Covid variants: how much protection do we get from vaccines? | Coronavirus

On Wednesday Boris Johnson said he saw nothing in the current data to stop the planned lifting of Covid restrictions in England on 21 June. But he said questions remained over how much protection the current vaccines offered against the Delta variant, B.1.617.2.

What does vaccine effectiveness mean?

Vaccine effectiveness is given as a percentage and refers to how well a vaccine works in the real world, as opposed to the term efficacy, which relates to vaccines’ performance in trials. The figures are often given with respect to symptomatic disease, although other outcomes, such as infection, hospitalisation or death, can be used.

If a Covid-19 vaccine is “90% effective” against symptomatic disease that means the risk of becoming ill is 90% lower among vaccinated people than among those who have not been vaccinated. For every 100 unvaccinated people who ended up with symptomatic Covid, for instance, only 10 would have been expected to have fallen ill had they received the jab.

What is vaccine failure?

The term is often used to refer to cases where people develop an infection or disease despite being vaccinated against it. This can relate to a problem with the vaccine itself, but can also refer to some people having a weaker immune response to the vaccine.

Using symptomatic disease as the outcome, a Covid vaccine that is “90% effective” could be said to have a 10% failure rate (ignoring changes in effectiveness over time). However, someone who is not protected against symptoms could still be protected against severe disease or death.

Deborah Dunn-Walters, a professor of immunology at the University of Surrey, says: “If you think of the population having a whole range of different levels of immunity, then where you set the bar in the range will determine the percentage protection figures.”

How effective are the vaccines against the Delta variant, B.1.617.2, compared with the Alpha variant, B.1.1.7?

Some studies, including lab-based work and analysis of real-world data, have suggested current Covid vaccines are somewhat less effective against the Delta variant than the Alpha variant.

According to Technical Briefing 13 from Public Health England, an analysis involving 7,673 symptomatic cases identified as B.1.1.7 and 2,934 cases identified as B.1.617.2 revealed that after a single dose of the Pfizer/BioNTech or Oxford/AstraZeneca Covid vaccines “there was a 17% absolute reduction in vaccine effectiveness against symptomatic disease with B.1.617.2 compared to B.1.1.7, but only a modest reduction in vaccine effectiveness after two doses”.

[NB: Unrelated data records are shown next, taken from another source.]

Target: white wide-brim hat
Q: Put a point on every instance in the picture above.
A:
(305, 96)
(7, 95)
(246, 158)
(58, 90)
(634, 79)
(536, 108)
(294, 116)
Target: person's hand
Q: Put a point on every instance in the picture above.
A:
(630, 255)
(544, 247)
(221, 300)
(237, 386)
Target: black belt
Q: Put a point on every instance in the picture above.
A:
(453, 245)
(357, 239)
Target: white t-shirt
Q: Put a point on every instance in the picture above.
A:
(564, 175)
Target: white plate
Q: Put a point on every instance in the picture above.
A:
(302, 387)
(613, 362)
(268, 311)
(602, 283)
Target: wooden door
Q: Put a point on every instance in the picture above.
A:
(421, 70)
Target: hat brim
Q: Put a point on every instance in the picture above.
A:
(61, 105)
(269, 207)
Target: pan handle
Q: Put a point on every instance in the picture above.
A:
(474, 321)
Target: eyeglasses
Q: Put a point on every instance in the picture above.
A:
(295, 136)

The take-home message, says Dunn-Walters, is that “vaccines protect, and a second dose is very important against the Delta variant”.

What does 17% reduction mean?

The 17% reduction in vaccine effectiveness relates to symptomatic disease after one dose. But it does not tell us about disease severity. That matters because if the vaccines offer lower protection against severe disease from the Delta variant, the burden on hospitals as cases rise will be greater than otherwise.

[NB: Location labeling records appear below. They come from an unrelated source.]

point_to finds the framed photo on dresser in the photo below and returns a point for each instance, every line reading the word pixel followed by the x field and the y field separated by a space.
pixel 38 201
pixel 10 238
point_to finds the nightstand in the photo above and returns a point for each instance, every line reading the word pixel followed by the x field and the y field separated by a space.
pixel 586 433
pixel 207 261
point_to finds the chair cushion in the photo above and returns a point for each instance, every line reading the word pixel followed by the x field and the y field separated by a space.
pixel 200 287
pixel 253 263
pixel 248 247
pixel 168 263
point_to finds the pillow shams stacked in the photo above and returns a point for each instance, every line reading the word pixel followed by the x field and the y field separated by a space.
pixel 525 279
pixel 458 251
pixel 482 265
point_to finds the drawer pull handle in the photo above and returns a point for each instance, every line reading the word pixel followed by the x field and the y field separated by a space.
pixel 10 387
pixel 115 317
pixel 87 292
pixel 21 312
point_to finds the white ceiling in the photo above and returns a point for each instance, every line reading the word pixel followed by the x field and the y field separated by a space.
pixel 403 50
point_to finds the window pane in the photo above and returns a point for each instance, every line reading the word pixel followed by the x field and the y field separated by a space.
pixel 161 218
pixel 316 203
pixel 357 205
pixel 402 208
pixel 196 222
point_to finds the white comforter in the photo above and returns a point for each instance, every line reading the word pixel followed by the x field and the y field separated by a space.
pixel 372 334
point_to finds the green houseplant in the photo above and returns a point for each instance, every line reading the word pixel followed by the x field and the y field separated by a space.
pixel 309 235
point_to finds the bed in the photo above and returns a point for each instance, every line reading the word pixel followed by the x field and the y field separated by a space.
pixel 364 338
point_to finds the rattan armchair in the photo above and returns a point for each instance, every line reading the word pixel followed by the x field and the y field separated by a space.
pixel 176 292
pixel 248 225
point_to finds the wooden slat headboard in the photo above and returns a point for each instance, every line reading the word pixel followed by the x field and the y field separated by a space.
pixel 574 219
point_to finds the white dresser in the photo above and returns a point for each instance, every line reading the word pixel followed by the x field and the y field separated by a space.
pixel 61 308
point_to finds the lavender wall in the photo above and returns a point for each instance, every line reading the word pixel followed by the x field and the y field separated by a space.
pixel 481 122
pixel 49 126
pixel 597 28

Prof Adam Finn of Bristol University, who is a member of the Joint Committee on Vaccination and Immunisation, says: “We don’t have certainty [over] the impact on vaccine effectiveness, especially regarding protection versus severe disease after one dose and after two doses.” It is also unclear how much more infectious the Delta variant is, he says.

In general Covid jabs are most effective against the most severe outcomes, such as death, and less effective against less severe ones, such as asymptomatic infection.

What could this mean for a third wave?

Finn says: “A more infectious virus which is able to escape vaccine induced immunity more often will cause a faster rise in cases as people mix more. But if the vaccines retain their ability to prevent severe disease then hospitalisations will not rise as fast as they have previously.”

Experts have said it is a “realistic possibility” that the Delta variant is as much as 50% more transmissible than the Alpha variant, while modelling suggests a variant that is 40% more transmissible than the Alpha variant could lead to daily hospitalisations exceeding those recorded over the winter. That is assuming the planned relaxation of Covid social restrictions goes ahead in June – and without taking into account any resistance of the variant to the vaccines.

When we will know more?

The picture is likely to take time to become clearer not least because while cases are rising numbers remain low, meaning a longer period is needed to compare outcomes for hospitalisation and other measures among vaccinated, partially vaccinated and unvaccinated people.

“We may not get good answers for a matter of weeks, or even months,” said Dr Peter English, a retired consultant in communicable disease control.